A study that applied the grounded theory to examine the second victim phenomenon, referring to healthcare workers who have experienced patient safety incidents, and presented the response stages experienced by second victims demonstrated the strength of qualitative research [ 26 ]. Subsequently, other studies used questionnaire surveys on physicians and nurses to quantify the physical, mental, and work-related difficulties experienced by second victims [ 27 , 28 ]. As such, qualitative research alone can produce significant findings; however, combining quantitative and qualitative research produces a synergistic effect. In the healthcare field, which remains unfamiliar with qualitative research, combining these 2 methodologies could both enhance the validity of research findings and facilitate open discussions with other researchers [ 29 ].
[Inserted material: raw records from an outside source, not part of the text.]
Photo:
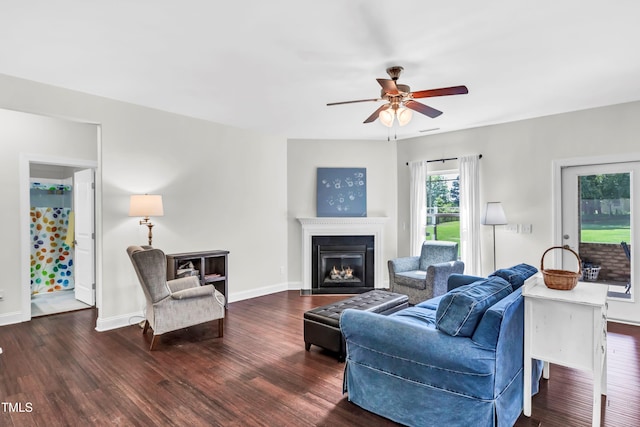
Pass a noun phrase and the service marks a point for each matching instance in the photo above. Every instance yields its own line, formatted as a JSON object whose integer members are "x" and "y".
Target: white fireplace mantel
{"x": 342, "y": 226}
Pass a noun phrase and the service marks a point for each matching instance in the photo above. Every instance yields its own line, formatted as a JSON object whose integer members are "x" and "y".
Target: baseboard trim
{"x": 108, "y": 323}
{"x": 258, "y": 292}
{"x": 11, "y": 318}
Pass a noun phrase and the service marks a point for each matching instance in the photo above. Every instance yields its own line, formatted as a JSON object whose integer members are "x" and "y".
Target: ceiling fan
{"x": 401, "y": 101}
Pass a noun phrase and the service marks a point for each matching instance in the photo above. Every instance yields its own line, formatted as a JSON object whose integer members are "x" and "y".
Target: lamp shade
{"x": 146, "y": 205}
{"x": 494, "y": 214}
{"x": 386, "y": 116}
{"x": 404, "y": 115}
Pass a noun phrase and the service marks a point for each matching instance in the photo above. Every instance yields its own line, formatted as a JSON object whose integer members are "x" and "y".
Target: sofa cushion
{"x": 413, "y": 279}
{"x": 488, "y": 329}
{"x": 461, "y": 309}
{"x": 516, "y": 275}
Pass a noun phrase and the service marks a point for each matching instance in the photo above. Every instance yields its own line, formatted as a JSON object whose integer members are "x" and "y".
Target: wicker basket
{"x": 562, "y": 280}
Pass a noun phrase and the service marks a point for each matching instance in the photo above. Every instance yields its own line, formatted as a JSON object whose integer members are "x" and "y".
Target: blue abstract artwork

In addition, qualitative research has been used for diverse sub-topics, including the experiences of patients and guardians with respect to various diseases (such as cancer, myocardial infarction, chronic obstructive pulmonary disease, depression, falls, and dementia), awareness of treatment for diabetes and hypertension, the experiences of physicians and nurses when they come in contact with medical staff, awareness of community health environments, experiences of medical service utilization by the general public in medically vulnerable areas, the general public’s awareness of vaccination policies, the health issues of people with special types of employment (such as delivery and call center workers), and the unmet healthcare needs of persons with vision or hearing impairment.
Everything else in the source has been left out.